Previous work has suggested that FOXP2 may be under positive selection in humans, so we reasoned that some FOXP2 targets may be components of neurodevelopmental pathways also under positive selection.^17,18 Large-scale gene coexpression network analysis of human and chimpanzee brain confirmed the previously reported action of positive selection on the pathway of the electron transport chain.^57,65–67 Further, this work showed that entire functional modules of coexpressed genes appear to be under positive selection in humans.⁶⁵ Other genomewide analyses investigating alleles with accelerated increase of frequency between three different human populations have demonstrated that multiple genes in the phosphatidylinositol pathway, in addition to the electron transport chain pathway, have undergone positive selection.⁶⁸ These precedents support the notion that positive selection of genes regulated by FOXP2 may direct us to molecular pathways of particular interest in human evolution and human cognitive specialization, since language is a complex trait that likely can be modulated by many genes.¹¹ Some of the FOXP2 target genes that we identified are genes known to be involved in human brain development and patterning, such as EFNB3, HESX1, and CER1. This provides further support for the notion that targets of FOXP2 showing these significant differences between humans and our closest relative, the chimpanzee, are particularly important in development of human cognitive specializations.

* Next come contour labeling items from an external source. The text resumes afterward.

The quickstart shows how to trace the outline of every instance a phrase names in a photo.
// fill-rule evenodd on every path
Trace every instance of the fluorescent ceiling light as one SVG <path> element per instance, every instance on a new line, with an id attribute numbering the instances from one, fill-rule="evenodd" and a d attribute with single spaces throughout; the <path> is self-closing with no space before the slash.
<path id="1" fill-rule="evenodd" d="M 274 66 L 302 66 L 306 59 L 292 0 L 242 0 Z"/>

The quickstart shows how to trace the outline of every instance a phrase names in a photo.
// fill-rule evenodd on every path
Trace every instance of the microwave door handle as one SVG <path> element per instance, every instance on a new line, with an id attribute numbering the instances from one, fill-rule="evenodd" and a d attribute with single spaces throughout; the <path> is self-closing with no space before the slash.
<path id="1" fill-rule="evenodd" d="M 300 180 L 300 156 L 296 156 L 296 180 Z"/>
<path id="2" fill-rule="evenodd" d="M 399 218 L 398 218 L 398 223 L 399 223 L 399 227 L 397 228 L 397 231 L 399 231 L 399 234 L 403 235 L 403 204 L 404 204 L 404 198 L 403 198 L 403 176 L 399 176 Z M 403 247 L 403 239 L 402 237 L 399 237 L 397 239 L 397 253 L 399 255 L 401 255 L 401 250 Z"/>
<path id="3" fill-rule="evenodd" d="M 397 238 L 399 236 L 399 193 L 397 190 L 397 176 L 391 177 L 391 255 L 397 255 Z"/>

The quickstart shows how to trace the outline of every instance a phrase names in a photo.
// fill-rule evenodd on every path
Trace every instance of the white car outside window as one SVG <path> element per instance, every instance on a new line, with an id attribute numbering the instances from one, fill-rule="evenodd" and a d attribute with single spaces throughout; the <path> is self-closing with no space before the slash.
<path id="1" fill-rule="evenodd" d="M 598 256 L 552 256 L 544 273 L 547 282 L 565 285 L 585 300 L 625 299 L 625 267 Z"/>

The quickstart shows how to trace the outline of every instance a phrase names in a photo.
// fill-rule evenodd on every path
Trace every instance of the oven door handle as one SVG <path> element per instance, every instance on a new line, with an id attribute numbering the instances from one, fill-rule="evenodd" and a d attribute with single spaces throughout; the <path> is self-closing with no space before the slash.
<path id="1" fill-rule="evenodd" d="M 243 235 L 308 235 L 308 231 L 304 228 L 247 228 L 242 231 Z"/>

Similarly, 15 of the potential FOXP2 targets identified here (APOD,⁶⁹ CCK,^70,71 CCK-AR,^72–75 CCND2,⁷⁶ CD5,^77,78 DISC1,^79–81 DRD2,⁸² GABBR1,⁸³ MT2A,⁸⁴ NOS1,^85–87 PMX2B,⁸⁸ TDO2,⁸⁹ TIMELESS,⁹⁰ WNT1,⁹¹ and ZNF74⁹²) have shown some evidence of association with schizophrenia (SCZD [MIM 181500]), a disease that has been suggested to involve primary language dysfunction. Although most of these associations are preliminary or marginal, DISC1 has been clearly replicated. The association of SNP rs2396753, located within an intron of FOXP2, with schizophrenia with auditory hallucinations,⁹³ further suggests that targets of FOXP2 may also be candidates for involvement in schizophrenia. The concept that complex genetic disorders might involve multiple genes within common pathways implies that the FOXP2 targets identified here are realistic candidates for a variety of neurodevelopmental disorders involving higher cognitive functions.

In summary, these data are the first identification of human FOXP2 targets in the developing brain. This is also the first time, to our knowledge, that ChIP-chip has been used to assess transcription factor targets in the human fetal brain. Many of the identified FOXP2 targets have been previously characterized as having critical roles in several important neuronal features, such as neurite outgrowth and axon pathfinding. In addition, we have uncovered targets of FOXP2 that may have vital functions in the evolution of the mammalian brain. Since FOXP2 has a direct link to speech in humans, together these findings provide insight into signaling pathways that may be important both in the development and evolution of language.